Additionally, when the reader who sent the email above called Orange a few days ago, he was told that the update is still being tested and would be released in 2 weeks which contradicts conor’s promise of “days rather than weeks”.

To be clear, the issue isn’t that the update has been delayed.  Delays for any software-based products are to be expected and even HTC are known to slip up – when I was on my HTC Hero they were promising Android 2.0 last December, then said that wouldn’t be released and they’d release 2.1 in January instead and even that wasn’t released until June, by which time I’d long sold the Hero and got the Desire instead!  The concern is that why are Orange constantly blaming HTC for the delay when HTC have cleanly denied being responsible?

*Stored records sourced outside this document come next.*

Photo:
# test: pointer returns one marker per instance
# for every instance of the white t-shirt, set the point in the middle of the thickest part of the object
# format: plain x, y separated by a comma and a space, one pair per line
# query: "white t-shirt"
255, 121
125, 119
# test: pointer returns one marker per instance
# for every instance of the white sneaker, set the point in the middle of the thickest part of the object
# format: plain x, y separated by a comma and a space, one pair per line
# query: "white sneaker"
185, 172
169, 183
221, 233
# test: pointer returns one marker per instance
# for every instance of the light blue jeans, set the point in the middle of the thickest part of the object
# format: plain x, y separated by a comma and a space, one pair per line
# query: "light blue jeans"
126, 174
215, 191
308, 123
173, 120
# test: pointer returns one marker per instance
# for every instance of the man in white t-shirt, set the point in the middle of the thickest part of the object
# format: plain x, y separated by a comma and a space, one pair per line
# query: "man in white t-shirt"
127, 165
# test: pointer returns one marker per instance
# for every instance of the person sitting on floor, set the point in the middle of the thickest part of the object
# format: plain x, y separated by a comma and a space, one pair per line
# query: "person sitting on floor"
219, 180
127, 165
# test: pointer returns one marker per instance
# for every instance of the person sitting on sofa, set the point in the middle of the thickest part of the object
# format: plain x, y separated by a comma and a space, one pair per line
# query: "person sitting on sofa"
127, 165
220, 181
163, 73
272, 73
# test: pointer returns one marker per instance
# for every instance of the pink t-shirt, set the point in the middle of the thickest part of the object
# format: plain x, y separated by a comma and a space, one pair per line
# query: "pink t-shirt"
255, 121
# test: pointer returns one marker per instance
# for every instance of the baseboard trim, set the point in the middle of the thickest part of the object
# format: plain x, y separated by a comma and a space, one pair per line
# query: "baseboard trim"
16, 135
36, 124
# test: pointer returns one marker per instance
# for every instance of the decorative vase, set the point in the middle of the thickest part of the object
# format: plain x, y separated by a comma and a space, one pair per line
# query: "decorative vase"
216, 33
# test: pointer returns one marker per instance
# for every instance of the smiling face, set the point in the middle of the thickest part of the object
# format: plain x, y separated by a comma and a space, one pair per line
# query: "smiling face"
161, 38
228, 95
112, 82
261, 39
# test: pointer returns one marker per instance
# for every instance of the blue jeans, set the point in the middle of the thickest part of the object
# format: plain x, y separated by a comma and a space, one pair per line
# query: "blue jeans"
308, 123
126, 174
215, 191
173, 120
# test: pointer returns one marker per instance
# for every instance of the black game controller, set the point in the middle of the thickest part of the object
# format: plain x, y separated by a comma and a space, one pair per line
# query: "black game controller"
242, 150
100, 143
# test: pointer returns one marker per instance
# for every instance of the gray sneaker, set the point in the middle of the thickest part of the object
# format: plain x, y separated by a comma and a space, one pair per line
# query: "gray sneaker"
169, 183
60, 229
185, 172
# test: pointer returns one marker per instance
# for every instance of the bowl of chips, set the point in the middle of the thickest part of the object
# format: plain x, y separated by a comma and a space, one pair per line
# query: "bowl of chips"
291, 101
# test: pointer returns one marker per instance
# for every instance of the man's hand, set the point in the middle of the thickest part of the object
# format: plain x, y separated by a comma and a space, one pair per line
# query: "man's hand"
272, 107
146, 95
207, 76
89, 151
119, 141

In all fairness, if Orange keep to their promise of a few days then they’ve still done a better job than the other networks. Only Vodafone have made a successful release so far.

Personally, I really think the networks shouldn’t even be allowed to brand their phones.  If it was done within a reasonable timeframe and actually improved the user experience then it would be a different story.  When it’s the first major update to one of the best phones available at the moment, and customers are being forced to wait before receiving an update that’s been available to their friends with unbranded phones for 2 months just so that networks can cripple the update with their own bloatware then it’s really unfair on those customers.  It’s a poor of way of taking advantage of the lack of alternative that the customers have.  All the networks do it, so it’s not as if people can threaten to leave and join another network.

Are you on Orange, and have you heard any news from them regarding Froyo?  I’ll try contacting conorfromorange to see what he has to say on the issue.